Pengambilan air bawah tanah di Pulau Bali makin masif, terutama di wilayah-wilayah wisata pesisir. Air bawah tanah tersebut juga terus menurun kualitasnya karena ada intrusi air laut.
Oleh
AYU SULISTYOWATI
·3 menit baca
DENPASAR, KOMPAS — Pengambilan air bawah tanah di Pulau Bali makin masif, terutama di wilayah-wilayah wisata pesisir. Air bawah tanah tersebut juga terus menurun kualitasnya karena adanya intrusi air laut.
Bidang Energi Sumber Daya Mineral Dinas Tenaga Kerja dan ESDM Provinsi Bali memperkirakan air laut sudah memasuki air bawah tanah wilayah pesisir Bali bagian selatan. Setidaknya 20 persen dari 3.000 titik sudah terindikasi terintrusi air laut. Radius intrusi mencapai 500 meter mulai dari bibir pantai.

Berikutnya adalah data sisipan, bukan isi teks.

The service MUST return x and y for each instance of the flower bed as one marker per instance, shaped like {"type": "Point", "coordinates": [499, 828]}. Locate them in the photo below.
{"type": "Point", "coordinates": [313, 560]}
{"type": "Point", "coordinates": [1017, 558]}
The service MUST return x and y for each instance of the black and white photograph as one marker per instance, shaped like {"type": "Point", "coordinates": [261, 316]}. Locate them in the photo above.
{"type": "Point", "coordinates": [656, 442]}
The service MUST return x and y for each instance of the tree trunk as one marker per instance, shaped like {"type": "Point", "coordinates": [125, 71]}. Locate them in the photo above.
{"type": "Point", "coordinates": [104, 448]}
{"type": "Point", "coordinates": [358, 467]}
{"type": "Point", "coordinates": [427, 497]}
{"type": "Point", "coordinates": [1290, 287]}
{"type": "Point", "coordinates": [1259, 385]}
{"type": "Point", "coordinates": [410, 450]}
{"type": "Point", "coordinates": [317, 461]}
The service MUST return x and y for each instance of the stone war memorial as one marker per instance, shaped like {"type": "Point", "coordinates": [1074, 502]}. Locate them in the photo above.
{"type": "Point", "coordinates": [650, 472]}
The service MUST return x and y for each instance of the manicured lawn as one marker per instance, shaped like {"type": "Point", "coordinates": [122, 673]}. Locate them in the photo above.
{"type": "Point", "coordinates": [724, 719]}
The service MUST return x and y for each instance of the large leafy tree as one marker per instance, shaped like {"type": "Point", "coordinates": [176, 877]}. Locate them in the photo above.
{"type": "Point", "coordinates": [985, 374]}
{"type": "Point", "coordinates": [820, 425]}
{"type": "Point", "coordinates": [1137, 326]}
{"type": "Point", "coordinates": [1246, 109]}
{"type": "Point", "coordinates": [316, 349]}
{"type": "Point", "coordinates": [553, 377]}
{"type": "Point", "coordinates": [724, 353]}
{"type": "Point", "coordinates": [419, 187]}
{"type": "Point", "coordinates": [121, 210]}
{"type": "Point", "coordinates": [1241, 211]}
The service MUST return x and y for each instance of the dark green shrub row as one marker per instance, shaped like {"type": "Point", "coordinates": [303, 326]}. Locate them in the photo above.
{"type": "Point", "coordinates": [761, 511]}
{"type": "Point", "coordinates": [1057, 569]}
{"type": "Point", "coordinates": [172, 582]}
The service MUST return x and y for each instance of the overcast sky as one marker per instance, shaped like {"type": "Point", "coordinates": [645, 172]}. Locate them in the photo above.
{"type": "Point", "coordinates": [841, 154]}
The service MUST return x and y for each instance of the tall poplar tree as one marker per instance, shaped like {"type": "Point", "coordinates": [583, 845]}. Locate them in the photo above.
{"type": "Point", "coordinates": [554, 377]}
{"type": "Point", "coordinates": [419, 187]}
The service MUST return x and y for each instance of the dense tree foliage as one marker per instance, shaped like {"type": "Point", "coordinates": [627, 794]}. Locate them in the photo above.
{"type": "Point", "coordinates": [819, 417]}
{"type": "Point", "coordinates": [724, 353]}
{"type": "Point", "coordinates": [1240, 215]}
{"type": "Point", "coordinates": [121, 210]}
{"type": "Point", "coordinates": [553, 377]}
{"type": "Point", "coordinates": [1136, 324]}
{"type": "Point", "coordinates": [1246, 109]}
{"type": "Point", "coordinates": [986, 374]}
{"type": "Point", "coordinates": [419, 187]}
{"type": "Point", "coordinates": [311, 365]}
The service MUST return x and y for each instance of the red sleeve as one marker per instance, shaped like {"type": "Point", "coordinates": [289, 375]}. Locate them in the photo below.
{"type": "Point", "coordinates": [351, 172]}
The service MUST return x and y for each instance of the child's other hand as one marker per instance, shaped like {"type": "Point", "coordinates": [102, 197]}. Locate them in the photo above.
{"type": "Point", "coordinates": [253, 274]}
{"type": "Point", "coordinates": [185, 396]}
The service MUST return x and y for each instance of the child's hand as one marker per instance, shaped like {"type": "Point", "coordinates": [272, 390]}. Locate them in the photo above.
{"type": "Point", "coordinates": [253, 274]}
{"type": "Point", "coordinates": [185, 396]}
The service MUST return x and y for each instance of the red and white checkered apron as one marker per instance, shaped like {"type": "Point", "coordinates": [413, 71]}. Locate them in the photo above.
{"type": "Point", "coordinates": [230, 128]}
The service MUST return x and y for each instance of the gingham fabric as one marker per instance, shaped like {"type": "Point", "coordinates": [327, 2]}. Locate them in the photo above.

Perkiraan dari ESDM Bali itu bersesuaian dengan hasil penelitian Bali Water Protection (BWP) Project Research 2018. Penelitian tersebut menyimpulkan adanya potensi intrusi air laut yang kian meluas mencemari air bawah tanah. Intrusi bahkan tidak hanya terbatas di wilayah pesisir Bali bagian selatan.
”Tempat wisata di Pemuteran, daerah sekitar Bali barat laut, ini parah karena benar-benar air diambil dari air bawah tanah dan tidak ada substitusi dengan air dari PDAM. Kandungan kloridanya lumayan tinggi,” kata Manajer Proyek BWP Project Research 2018 Putu Bawa, Rabu (3/7/2019).
Tempat wisata di Pemuteran, daerah sekitar Bali barat laut, ini parah karena benar-benar air diambil dari air bawah tanah dan tidak ada substitusi dengan air dari PDAM. Kandungan kloridanya lumayan tinggi.
Berdasarkan penelitian BWP Project Research 2018 dari Yayasan IDEP Selaras Alam dan Politeknik Negeri Bali, ada indikasi intrusi air laut di 270 titik sampel air bawah tanah. Intrusi itu tersebar di Bali, Kabupaten Badung, Buleleng, Jembrana, Karangasem, dan Tabanan.
Putu Bawa menjelaskan, hipotesis awal intrusi masih kurang dari 1.000 meter (1 kilometer) dari bibir. Namun, lanjutnya, radius 108 meter-400 meter air laut sudah masuk di bawah tanah. Hal itu terjadi merata di seluruh pesisir Bali.
Ia menambahkan, meskipun jumlah data terbatas, hasil ini dapat memberikan gambaran betapa potensi intrusi air laut dapat meluas radiusnya jika pemerintah sebagai pemilik kebijakan membiarkannya. Pengeboran air bawah tanah, tegasnya, harus mendapat pengawasan yang benar.
Kepala Seksi Air Tanah Bidang ESDM Bali Ketut Ariantana membenarkan adanya indikasi intrusi air laut pada air bawah tanah di Bali. Intrusi ini terjadi terutama di daerah pariwisata, seperti Kuta dan Tanjung Benoa (Kabupaten Badung) serta Sanur (Kota Denpasar).
Ia menjelaskan, berdasarkan hasil analisis, air payau sudah ada di sepanjang pantai dari Sanur sampai Tanjung Benoa. Selanjutnya, Pantai Jimbaran, Kuta, Seminyak, dan Petitenget, serta pantai sepanjang Nusa Dua dan Sawangan.
”Rata-rata lokasi sumur sekitar maksimal 500 meter dari garis pantai, dengan kedalaman sumur di atas 20 meter. Secara litologi, lapisan batuan di pantai-pantai ini didominasi oleh batuan aluvial dan gamping yang lebih mudah terjadi intrusi. Prediksinya, ya, intrusi air laut ini sudah mencapai 20 persen dari jumlah izin,” ujarnya.
Data dari Bidang ESDM Bali tercatat pada 2016 ada perizinan air tanah sebanyak 1.270 buah. Tahun 2018 ada 2.795 perizinan air bawah tanah. Bidang ESDM Bali memperkirakan masih ratusan titik pengambilan air bawah tanah yang belum berizin.